È il 5 luglio del 1950 quando a Castelvetrano viene ritrovato il corpo senza di vita del bandito Giuliano, una delle figure più controverse della storia dell’Italia post-bellica. La sua morte è avvolta ancora oggi nel mistero e a rendere ancora più affascinante la vicenda sono le voci che si rincorrono sulla rete: dal Segreto di Stato che cadrebbe nel 2016, alla scomparsa dei fascicoli relativi al caso.

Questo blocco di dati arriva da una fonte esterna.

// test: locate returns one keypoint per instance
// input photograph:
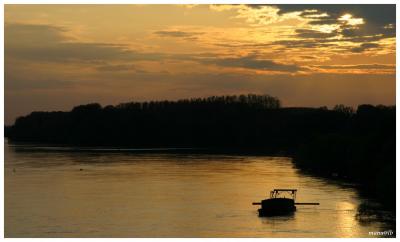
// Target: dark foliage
(358, 144)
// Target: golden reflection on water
(133, 195)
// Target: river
(52, 192)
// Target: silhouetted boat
(278, 205)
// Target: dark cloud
(177, 34)
(381, 14)
(116, 68)
(361, 66)
(363, 47)
(49, 43)
(304, 43)
(377, 18)
(308, 33)
(252, 62)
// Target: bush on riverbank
(355, 145)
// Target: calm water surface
(165, 195)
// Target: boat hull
(276, 207)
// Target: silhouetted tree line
(356, 144)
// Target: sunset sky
(60, 56)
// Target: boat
(278, 204)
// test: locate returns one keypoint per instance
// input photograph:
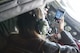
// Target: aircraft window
(68, 28)
(4, 1)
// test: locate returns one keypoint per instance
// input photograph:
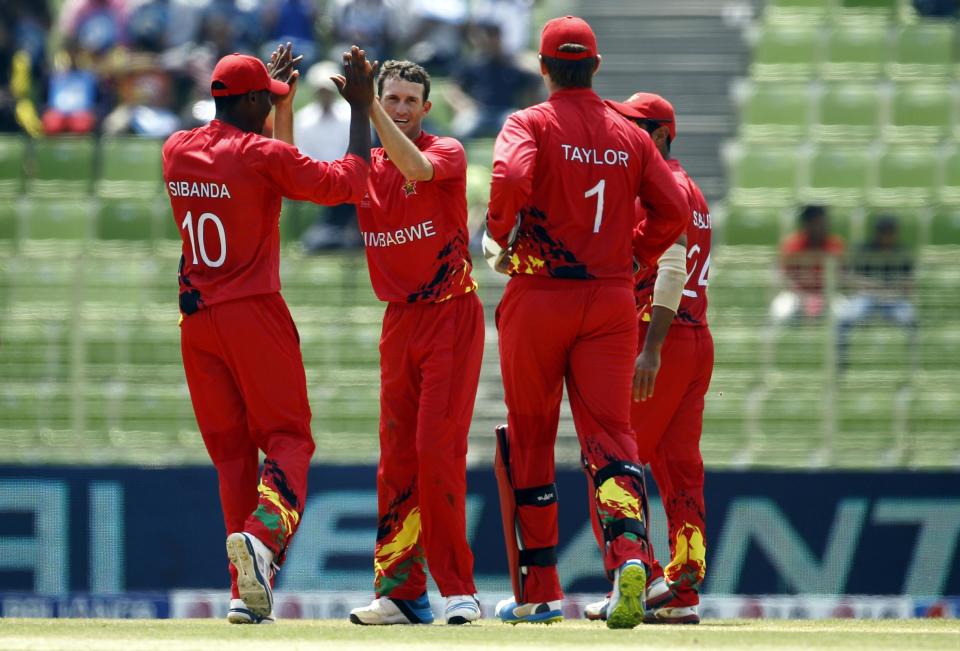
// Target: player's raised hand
(283, 65)
(356, 83)
(645, 373)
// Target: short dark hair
(810, 212)
(405, 71)
(567, 73)
(224, 103)
(650, 125)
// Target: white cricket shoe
(240, 614)
(384, 611)
(677, 615)
(461, 609)
(626, 601)
(254, 564)
(596, 610)
(547, 612)
(657, 594)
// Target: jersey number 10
(187, 225)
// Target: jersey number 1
(598, 191)
(187, 225)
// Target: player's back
(588, 168)
(692, 310)
(226, 211)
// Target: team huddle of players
(607, 244)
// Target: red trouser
(668, 429)
(430, 356)
(584, 332)
(249, 392)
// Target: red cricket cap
(241, 73)
(568, 29)
(653, 107)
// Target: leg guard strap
(539, 557)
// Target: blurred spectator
(17, 79)
(489, 86)
(93, 27)
(936, 8)
(148, 26)
(362, 22)
(437, 33)
(514, 17)
(71, 102)
(322, 131)
(146, 99)
(881, 275)
(293, 21)
(803, 256)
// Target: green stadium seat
(57, 219)
(63, 166)
(912, 219)
(763, 175)
(752, 225)
(848, 113)
(13, 153)
(786, 52)
(9, 218)
(906, 176)
(295, 218)
(945, 227)
(775, 112)
(863, 10)
(837, 176)
(949, 191)
(924, 50)
(856, 51)
(130, 167)
(128, 219)
(920, 113)
(794, 11)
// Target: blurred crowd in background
(143, 66)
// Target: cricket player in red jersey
(413, 219)
(241, 351)
(560, 221)
(668, 425)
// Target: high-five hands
(356, 83)
(283, 67)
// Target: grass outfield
(187, 635)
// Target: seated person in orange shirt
(802, 258)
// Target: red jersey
(415, 232)
(803, 263)
(571, 168)
(225, 187)
(693, 304)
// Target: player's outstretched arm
(514, 155)
(356, 86)
(402, 152)
(667, 290)
(282, 66)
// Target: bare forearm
(359, 144)
(283, 124)
(402, 152)
(660, 320)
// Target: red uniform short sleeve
(448, 158)
(666, 207)
(301, 178)
(514, 156)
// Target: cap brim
(624, 109)
(278, 87)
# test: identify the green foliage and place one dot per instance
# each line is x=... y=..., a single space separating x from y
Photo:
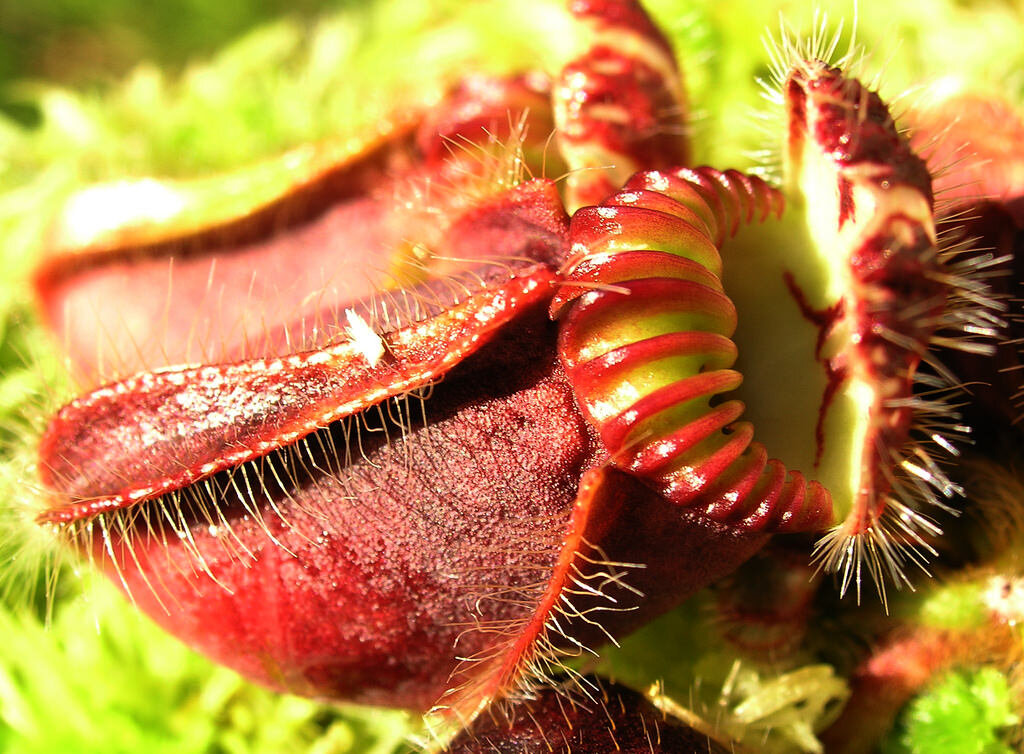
x=962 y=714
x=101 y=678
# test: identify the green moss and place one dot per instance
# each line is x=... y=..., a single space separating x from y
x=100 y=678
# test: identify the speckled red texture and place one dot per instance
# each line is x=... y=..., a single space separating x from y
x=616 y=720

Libri, film, articoli di giornale e inchieste: sono tanti gli ingredienti che hanno trasformato Salvatore Giuliano nel bandito siciliano più noto nel mondo. A tracciare la vicenda nei minimi dettagli è la penna di Mario Puzo, l’autore de “Il Padrino”, che nel romanzo “Il Siciliano” ripercorre le tappe della vita di quello che viene definito nelle pagine dello stesso libro “il paladino della Sicilia, il suo scudo contro ricchi e nobili, mafiosi e governo di Roma”.
Giuliano si dà alla macchia nel 1943 quando, fermato ad un posto di blocco gli vengono sequestrati cavallo e 80 chilogrammi di frumento, il giovane, appena 21enne, cerca di fuggire ai militari che gli sparano sei colpi di moschetto. Caduto a terra Salvatore Giuliano reagisce e uccide il carabiniere. Da quel giorno si rifugia sui monti di Montelepre e insieme al cugino Gaspare “Aspanu” Pisciotta formerà una delle bande più potenti del periodo.
Per l’Italia si tratta di anni delicati e decisivi perché è in questo periodo che si costruiranno le fondamenta del Paese che verrà. Giuliano, che è un bandito e non un mafioso, e la sua banda negli anni conquistano i siciliani.
Il 20 aprile del 1947 si svolgono le elezioni per costituire la nuova Assemblea Regionale Siciliana: il Blocco del Popolo, la coalizione PSI – PCI conquista 29 rappresentanti su 90. Lo spostamento a sinistra in Sicilia rappresenta un pericolo troppo grosso che secondo alcune ricostruzioni proprio Giuliano e la sua banda avrebbero dovuto sventare.
L’occasione per farlo è il 1 maggio del 1947 quando duemila lavoratori si riuniscono a Portella della Ginestra per manifestare contro il latifondismo ed a favore dell’occupazione delle terre incolte, oltre che per festeggiare la vittoria del Blocco del Popolo. Qualcuno però sparerà sulla folla causando 11 morti e 27 feriti.
Nella ricostruzione fatta da Mario Puzo ne “Il Siciliano” la teoria è quella del complotto: Salvatore Giuliano, incaricato dalla Mafia di inaugurare la “Stagione della Tensione” contro i siciliani comunisti, sparò con la sua banda, ma non sulla gente. I colpi che uccisero arrivarono da altri punti. Una teoria che negli anni si consolida e viene riproposta nel 2002 anche in un’inchiesta dedicata di Carlo Lucarelli in “Blu Notte”.
Giuliano verrà ucciso il 5 luglio del 1950, ma sulla ricostruzione della sua esecuzione le versioni sono tante e discordanti. Quella ufficiale lo vorrebbe vittima di un’imprudenza e caduto durante uno scontro a fuoco con i carabinieri. La versione ufficiale verrà ritrattata anche dalle stesse forze dell’ordine. Secondo molti il bandito sarebbe stato tradito dal cugino Gaspare Pisciotta che in seguito fu avvelenato dentro il carcere dell’Ucciardone. Il cadavere di Giuliano è stato riesumato il 28 ottobre del 2010 e i documenti da lui prodotti durante la latitanza sono svaniti nel nulla, proprio come i quattordici quaderni scritti dal Pisciotta durante la prigionia.
Testi che, secondo alcuni, avrebbero messo in luce il rapporto che all’epoca vi fu tra Mafia, Stato e Banditi.
Nel 2016, quando cadrà il segreto di Stato, forse sapremo se la morte e la vita di Giuliano furono una delle tante storie in cui si può leggere neanche troppo tra le righe del rapporto tra lo Stato e la Mafia.